The base model for describing instruction-level parallelism is inspired by network planning. In it, sub-tasks are sometimes connected with dependency relations, which are by their nature anti-symmetrical and which leads to creation of oriented (directed) graphs. Elements of such graph are:

  • Nodes - representing sub-tasks
  • Edges - representing sub-task dependencies

When talking about parallelization/optimization of code, first algorithms usually considered chunks of code between conditional branches and joins (colloquially jump-ins and jump-outs) in source code. We will call those pieces of code base blocks and define them as chunks of source code that don't have any jump-ins into the code (except before the first instruction) and no branching (except in the last instruction). Following that, last instruction of a basic block is either conditional jump instruction or is followed by a jump-in into the source code. In an effort to generalize this approach and avoid tying ourselves to the concept of an instruction, we'll also introduce the concept of an operation as the minimal activity that generates a result and is a consequence of an unary or binary operation on some data. Finally, we also need to define dynamic trail of program execution as the sequence of operations during the program execution.

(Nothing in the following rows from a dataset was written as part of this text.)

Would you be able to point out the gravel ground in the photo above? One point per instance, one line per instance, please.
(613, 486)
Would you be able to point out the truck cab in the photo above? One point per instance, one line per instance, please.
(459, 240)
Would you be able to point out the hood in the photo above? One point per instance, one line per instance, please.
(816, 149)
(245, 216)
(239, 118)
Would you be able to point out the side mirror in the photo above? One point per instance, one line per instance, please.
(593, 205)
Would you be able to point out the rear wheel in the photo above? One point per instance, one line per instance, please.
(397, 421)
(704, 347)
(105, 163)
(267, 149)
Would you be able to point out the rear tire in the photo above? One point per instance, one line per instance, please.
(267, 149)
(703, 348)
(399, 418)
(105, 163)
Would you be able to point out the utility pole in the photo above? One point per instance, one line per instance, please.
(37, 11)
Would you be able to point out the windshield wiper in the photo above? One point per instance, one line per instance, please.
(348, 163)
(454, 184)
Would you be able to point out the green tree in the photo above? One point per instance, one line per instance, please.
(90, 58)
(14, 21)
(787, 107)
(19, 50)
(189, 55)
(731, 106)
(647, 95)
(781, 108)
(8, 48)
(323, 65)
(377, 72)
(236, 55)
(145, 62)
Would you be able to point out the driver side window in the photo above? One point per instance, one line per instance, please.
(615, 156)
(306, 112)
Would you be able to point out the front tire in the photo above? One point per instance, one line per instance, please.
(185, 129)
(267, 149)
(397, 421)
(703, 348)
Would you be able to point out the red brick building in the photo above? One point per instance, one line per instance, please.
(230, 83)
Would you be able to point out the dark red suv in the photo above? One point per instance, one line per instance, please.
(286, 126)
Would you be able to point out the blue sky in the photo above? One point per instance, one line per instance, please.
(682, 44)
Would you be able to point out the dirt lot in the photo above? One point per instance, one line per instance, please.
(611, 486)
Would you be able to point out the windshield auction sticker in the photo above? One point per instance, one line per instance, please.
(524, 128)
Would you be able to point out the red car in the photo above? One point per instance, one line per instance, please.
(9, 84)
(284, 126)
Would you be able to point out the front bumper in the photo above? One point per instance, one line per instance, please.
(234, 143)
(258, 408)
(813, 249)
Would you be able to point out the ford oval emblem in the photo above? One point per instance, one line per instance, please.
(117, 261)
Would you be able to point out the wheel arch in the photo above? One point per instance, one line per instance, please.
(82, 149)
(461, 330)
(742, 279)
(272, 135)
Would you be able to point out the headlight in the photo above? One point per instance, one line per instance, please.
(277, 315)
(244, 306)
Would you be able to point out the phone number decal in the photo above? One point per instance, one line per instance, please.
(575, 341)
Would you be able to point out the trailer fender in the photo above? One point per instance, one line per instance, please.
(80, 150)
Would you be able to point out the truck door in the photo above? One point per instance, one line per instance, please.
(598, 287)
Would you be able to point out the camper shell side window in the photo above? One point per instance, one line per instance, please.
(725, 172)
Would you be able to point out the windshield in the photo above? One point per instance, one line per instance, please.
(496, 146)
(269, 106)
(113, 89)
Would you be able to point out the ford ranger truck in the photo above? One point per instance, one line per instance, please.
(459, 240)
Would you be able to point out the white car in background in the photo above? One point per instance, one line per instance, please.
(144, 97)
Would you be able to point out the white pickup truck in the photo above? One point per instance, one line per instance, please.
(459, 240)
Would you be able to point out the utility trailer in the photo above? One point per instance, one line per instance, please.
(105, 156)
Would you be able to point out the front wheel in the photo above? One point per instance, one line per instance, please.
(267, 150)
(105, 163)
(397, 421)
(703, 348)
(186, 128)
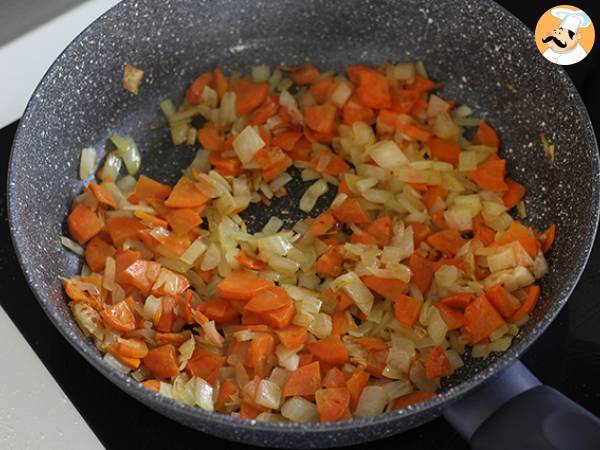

Data dependency graphs and types of data dependencies inside the basic block

The most obvious data dependency is the true data dependency as a relation where some data is the output of one operation and the input of another. Existence of operations dependent in such a way introduces the read-after-write (RAW) data hazard. If we consider an operation to be a RISC instruction, first two cycles will be fetch and decode phases. That allows partial overlap in the cycles between the operations dependent in this way by the mechanism of forwarding, especially if we're using pipelining.

We need to distinguish between direct true data dependency, which implies that the dependent operation directly uses the result of the operation it's dependent on, as opposed to the indirect true data dependency which is the consequence of data dependency relation being transitive.